Fuat YILMAZER

Fuat YILMAZER

[email protected]

BAYRAĞIMIZIN RENGİ SOLMASIN

13 Mayıs 2020 - 01:44

BAYRAĞIMIZIN RENGİ SOLMASIN

“Kolsuz kahraman” romanının yazarı romanının bitiş sayfasına 1933 yılında dilek ve temenni notu düşmüş. “Bayrağımızın rengi solmasın. Yurdumuzu yağı basmasın. Bizi birbirimizden ayıracak düşmanlar kahrolsun. Bileğinizin, kafanızın, çalışmanızın gücünden doğacak büyük Türk yurdu göz kamaştıran ışıklarıyla dünyayı aydınlatsın. Babalarınız gibi cesur, doğru sözlü, temiz yürekli, bayrağa ve yurda bağlı kalınız.”

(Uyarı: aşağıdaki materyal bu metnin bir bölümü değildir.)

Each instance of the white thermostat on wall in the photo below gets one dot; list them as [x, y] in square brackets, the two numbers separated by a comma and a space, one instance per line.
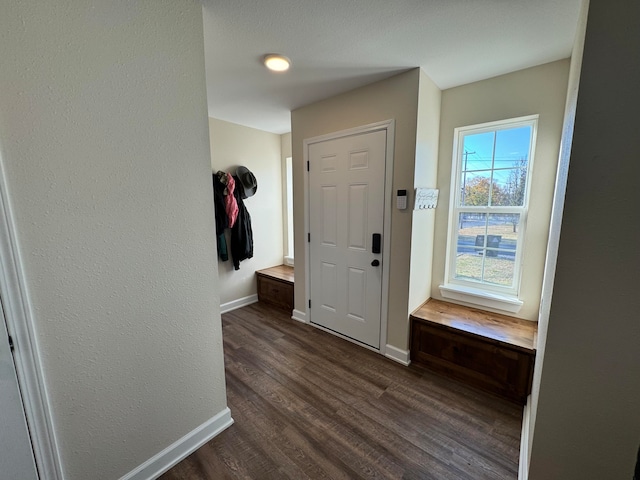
[426, 198]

Ne güzel ve ne anlamlı dilek bu, bayrak, yurt, birlik, beraberlik, bilek ve kafa gücü, bayrağa ve yurda bağlı kalmak.

Bugünkü yazımda bu metnin etrafında düşündüklerimi hatta sorularımı sizlerle paylaşmak isterim.

Ayna canlının veya cismin fiziki görüntüsünü yansıtır. Görüntüsü ile içi arasında farklılıklar olabilir. Bazen de “içi dışı bir” söyleminin doğrulayanı ortaya çıkar. “İçinin güzelliği dışına vurmuş” da denilir.

Tarih sayfalarında Türkün fiziki görüntüsü tam olarak yansımakta mıdır? Dışı ayrı içi ayrımıdır? İçiniz güzelliği dışına yansımış mıdır? Veya daha doğru tabirle “iç güzelliği yüzüne vurmuş mudur?”

Gerçekte aynanın gösterdiği zahiri görüntüdür. Dış görüntüsüne göre Türk insanı bana göre masum, yakışıklı, fakat bir o kadarda şaşkındır. Kendi kendini zarar vermek için elinden geleni yapar ve taraflarına da memleket sevdası için yaptıklarını söylerler. Doğru mudur? Doğruluk payı olabilir.  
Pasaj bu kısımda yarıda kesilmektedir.